A federal judge has blocked enforcing an “assault weapons” ban in Illinois, CBS reported. 

The law bans “assault-style” weapons and high-capacity magazines, while also requiring that existing owners register them with the state police. 

“Plaintiffs have satisfied their burden for a preliminary injunction,” wrote Judge Stephen McGlynn of the United States District Court for Southern Illinois. “They have shown irreparable harm with no adequate remedy at law, a reasonable likelihood of success on merits, that the public interest is in favor of the relief, and the balance of harm weighs in their favor.” 

The law, the Protecting Illinois Communities Act, was signed into law by Gov J.B. Pritzker (D). It was passed in the wake of the mass shooting in Highland Park, a suburb of Chicago, last July 4. According to The Hill, in addition to banning the sale and distribution of assault-style weapons and high-capacity magazines, it also bans switches that convert handguns into assault weapons. 

McGlynn stressed that granting the injunction did not constitute a decision on the merits of the case, just that the groups that sued – associations representing firearms manufacturers, distributors and retailers, gun ranges and individuals – met the standard required to issue the injunction. He noted, however, that it had a high likelihood of conflicting with the United States Supreme Court’s recent decision in Bruen v. New York.

“Can PICA be harmonized with the Second Amendment of the United States Constitution and with Bruen? That is the issue before this court. The simple answer at this stage in the proceedings is likely ‘no,’” he wrote. 

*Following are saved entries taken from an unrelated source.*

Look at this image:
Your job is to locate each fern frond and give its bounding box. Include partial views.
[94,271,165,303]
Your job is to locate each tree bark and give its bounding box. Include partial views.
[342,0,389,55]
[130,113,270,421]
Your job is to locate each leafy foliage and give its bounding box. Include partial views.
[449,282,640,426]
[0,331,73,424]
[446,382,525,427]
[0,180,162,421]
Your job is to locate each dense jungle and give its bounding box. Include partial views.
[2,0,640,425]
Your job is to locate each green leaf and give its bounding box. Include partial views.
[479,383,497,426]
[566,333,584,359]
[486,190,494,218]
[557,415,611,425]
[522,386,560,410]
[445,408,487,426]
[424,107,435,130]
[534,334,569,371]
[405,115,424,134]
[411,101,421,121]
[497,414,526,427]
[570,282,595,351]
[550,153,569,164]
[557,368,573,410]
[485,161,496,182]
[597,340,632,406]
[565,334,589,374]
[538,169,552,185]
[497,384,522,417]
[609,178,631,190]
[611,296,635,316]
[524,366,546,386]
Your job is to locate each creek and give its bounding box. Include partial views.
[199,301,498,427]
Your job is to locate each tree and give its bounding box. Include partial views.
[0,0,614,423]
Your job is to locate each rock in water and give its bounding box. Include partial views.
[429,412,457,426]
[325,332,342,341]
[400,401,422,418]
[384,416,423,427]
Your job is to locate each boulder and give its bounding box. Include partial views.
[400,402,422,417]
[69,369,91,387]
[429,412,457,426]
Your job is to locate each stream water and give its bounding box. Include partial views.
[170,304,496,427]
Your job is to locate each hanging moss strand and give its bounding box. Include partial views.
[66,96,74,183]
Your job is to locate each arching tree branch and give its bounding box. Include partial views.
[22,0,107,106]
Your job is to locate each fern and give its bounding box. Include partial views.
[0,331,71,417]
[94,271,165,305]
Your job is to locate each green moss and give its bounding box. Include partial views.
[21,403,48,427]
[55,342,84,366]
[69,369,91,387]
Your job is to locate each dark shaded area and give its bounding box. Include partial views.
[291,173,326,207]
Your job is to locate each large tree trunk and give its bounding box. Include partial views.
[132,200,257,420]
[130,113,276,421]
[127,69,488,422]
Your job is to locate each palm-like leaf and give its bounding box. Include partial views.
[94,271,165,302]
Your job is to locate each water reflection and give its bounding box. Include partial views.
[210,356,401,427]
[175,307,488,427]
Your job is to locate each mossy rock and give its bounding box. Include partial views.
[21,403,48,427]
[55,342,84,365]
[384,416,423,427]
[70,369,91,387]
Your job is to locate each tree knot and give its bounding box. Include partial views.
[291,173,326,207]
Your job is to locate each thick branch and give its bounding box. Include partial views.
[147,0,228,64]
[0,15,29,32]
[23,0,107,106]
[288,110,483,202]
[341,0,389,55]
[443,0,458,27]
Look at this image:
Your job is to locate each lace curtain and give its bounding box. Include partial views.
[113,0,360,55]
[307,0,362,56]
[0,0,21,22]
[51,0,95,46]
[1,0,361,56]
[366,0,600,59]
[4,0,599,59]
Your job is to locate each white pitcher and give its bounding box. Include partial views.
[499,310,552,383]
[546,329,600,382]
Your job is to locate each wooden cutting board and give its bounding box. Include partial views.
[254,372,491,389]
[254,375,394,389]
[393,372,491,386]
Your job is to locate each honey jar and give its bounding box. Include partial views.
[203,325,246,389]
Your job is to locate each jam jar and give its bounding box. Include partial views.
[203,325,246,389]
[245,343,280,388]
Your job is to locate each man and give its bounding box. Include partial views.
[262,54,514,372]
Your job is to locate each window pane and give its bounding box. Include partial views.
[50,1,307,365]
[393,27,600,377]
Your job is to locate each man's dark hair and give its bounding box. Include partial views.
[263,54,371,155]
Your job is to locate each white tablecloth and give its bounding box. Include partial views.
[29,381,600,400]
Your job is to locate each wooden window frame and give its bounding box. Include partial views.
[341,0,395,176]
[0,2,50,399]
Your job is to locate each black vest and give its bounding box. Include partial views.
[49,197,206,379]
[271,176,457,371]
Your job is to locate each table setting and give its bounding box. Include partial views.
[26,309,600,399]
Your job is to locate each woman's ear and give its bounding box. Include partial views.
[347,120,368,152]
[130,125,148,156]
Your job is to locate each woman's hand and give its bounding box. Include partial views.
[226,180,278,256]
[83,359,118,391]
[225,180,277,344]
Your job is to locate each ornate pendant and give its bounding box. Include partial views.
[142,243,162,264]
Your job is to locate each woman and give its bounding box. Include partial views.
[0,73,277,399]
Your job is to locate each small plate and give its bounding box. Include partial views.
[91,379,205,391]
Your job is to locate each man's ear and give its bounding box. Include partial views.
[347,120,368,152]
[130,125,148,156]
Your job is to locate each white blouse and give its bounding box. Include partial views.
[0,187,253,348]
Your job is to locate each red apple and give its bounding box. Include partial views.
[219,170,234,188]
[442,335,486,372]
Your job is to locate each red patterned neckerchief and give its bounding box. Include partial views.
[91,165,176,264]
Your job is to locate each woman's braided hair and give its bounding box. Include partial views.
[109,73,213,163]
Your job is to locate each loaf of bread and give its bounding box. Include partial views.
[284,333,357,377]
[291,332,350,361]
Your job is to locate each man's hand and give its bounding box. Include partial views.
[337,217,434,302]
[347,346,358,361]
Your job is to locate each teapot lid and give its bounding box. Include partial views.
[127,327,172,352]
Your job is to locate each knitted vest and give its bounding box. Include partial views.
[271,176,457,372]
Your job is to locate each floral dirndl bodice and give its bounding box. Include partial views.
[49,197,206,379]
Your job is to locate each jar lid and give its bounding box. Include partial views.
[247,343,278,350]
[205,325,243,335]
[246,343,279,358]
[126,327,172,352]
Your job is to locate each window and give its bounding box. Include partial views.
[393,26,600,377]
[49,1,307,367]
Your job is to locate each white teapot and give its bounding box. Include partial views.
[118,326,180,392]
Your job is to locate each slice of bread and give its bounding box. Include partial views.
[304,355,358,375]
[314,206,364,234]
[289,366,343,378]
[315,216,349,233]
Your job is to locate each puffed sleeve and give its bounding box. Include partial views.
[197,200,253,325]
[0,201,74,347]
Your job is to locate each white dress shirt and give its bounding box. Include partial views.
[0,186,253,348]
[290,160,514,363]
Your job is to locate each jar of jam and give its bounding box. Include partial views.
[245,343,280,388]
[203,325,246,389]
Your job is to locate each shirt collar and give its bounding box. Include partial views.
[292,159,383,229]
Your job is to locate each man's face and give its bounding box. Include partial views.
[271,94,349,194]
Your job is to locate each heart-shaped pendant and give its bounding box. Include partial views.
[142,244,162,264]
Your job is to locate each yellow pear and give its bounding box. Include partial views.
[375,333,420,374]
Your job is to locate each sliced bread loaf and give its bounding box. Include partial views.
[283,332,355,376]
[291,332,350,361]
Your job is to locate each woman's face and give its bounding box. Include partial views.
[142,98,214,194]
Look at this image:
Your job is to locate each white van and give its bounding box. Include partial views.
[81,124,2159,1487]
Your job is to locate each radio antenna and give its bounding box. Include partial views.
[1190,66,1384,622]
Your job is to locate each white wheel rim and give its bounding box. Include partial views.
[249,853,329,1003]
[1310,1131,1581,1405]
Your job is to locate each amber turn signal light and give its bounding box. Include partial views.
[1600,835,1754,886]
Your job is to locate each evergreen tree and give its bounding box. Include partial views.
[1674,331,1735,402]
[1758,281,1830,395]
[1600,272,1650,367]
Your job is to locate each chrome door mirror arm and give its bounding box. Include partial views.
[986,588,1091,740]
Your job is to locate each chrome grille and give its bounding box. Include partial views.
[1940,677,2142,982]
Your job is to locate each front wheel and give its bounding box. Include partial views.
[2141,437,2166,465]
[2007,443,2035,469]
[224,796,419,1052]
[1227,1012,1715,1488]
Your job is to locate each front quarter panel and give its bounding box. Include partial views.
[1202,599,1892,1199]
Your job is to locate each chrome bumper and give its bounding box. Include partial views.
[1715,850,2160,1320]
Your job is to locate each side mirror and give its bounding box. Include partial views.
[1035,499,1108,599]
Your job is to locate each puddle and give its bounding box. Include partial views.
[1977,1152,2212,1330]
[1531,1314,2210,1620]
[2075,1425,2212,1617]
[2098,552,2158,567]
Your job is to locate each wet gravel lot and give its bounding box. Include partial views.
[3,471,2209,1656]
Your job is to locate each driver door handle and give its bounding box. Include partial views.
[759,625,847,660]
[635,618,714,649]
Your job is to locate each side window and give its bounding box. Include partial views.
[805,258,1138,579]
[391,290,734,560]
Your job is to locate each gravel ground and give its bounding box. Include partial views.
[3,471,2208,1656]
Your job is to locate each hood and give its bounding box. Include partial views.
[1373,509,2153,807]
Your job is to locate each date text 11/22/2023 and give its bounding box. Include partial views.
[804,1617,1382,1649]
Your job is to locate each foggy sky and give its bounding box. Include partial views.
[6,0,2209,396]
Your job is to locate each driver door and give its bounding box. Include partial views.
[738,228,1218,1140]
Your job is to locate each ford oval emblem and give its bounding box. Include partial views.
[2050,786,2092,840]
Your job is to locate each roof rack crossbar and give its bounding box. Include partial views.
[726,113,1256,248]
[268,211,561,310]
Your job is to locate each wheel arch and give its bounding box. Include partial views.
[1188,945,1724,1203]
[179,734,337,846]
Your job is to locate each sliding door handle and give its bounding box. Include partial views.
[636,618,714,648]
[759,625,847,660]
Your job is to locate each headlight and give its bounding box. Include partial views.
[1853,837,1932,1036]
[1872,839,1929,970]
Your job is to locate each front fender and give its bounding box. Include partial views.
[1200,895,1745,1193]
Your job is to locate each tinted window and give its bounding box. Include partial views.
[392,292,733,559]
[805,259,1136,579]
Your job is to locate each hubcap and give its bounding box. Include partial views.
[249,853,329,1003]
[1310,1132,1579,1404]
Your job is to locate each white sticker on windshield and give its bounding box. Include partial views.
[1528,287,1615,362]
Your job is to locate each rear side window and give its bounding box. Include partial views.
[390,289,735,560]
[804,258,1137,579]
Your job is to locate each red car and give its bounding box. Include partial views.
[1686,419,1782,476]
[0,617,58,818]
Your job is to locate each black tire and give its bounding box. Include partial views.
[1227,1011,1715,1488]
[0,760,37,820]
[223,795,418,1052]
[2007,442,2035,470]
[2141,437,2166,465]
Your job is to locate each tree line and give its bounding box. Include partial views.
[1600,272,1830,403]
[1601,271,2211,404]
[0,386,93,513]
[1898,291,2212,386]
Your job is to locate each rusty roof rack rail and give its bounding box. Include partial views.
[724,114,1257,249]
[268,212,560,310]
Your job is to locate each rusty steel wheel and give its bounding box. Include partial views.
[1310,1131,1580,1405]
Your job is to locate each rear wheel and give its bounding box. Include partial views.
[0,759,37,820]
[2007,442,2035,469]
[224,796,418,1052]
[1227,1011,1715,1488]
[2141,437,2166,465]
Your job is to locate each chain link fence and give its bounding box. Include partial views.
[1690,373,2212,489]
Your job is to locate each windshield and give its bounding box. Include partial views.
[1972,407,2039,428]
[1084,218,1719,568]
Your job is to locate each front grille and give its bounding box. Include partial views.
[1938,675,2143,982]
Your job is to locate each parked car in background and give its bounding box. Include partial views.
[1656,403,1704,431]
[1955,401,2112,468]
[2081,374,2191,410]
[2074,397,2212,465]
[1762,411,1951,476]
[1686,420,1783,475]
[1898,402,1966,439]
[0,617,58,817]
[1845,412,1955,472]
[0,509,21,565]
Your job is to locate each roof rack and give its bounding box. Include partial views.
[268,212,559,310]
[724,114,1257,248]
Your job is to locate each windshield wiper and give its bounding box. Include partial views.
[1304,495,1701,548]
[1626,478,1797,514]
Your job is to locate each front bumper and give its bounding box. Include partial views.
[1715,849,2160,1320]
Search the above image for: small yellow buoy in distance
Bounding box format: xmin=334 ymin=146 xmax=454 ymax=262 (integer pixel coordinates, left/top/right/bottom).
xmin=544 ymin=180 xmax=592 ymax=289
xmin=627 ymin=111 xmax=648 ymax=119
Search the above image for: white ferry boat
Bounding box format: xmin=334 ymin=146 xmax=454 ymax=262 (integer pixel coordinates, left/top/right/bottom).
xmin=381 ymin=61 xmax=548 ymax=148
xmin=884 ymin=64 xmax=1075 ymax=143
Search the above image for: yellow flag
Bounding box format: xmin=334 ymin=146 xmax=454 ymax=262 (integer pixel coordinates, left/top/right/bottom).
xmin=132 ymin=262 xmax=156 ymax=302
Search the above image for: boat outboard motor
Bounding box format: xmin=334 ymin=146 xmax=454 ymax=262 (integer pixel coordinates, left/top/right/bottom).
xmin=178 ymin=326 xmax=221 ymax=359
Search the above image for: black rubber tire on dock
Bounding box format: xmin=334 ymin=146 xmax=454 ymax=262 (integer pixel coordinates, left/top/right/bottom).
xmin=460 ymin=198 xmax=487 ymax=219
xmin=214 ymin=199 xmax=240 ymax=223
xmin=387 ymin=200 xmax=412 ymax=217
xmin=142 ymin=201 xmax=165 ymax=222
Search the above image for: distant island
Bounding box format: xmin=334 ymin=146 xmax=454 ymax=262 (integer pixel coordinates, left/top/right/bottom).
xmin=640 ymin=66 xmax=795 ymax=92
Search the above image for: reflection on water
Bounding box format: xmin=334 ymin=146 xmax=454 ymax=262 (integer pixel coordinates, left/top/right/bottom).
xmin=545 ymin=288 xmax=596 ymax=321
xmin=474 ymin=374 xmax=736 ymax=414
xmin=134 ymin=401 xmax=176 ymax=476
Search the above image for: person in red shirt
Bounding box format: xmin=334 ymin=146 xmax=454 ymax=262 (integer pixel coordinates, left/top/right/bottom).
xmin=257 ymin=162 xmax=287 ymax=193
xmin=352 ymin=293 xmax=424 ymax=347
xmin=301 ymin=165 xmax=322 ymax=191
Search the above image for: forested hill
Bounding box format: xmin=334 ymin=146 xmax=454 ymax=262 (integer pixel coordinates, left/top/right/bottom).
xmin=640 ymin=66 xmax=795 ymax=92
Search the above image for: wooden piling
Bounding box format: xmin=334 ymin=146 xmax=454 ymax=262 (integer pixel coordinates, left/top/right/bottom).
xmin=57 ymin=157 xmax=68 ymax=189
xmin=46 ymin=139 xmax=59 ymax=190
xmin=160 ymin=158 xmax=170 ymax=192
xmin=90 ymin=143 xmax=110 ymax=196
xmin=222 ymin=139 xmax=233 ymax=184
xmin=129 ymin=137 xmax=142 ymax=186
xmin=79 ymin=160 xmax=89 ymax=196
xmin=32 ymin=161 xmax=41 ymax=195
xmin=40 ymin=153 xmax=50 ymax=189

According to Crain’s Chicago Business, the State of Illinois argued that PICA was consistent with Bruen because the types of guns the law bans did not exist when the Second Amendment was adopted, but McGlynn rejected it because the Supreme Court explicitly said the Amendment applies to contemporary firearms. 

He also wrote that the state has many means to prevent gun violence other than outright bans and urged them to take those possibilities more seriously. “There is a wide array of civil and criminal laws that permit the commitment and prosecution of those who use or may use firearms to commit crimes. Law enforcement and prosecutors should take their obligations to enforce these laws seriously. Families and the public at large should report concerning behavior. Judges should exercise their prudent judgment in committing individuals that pose a threat to the public and imposing sentences that punish, not just lightly inconvenience, those guilty of firearms-related crimes.”

Illinois Attorney General Kwame Raoul issued a statement that he planned on filing an appeal and defending the law’s constitutionality.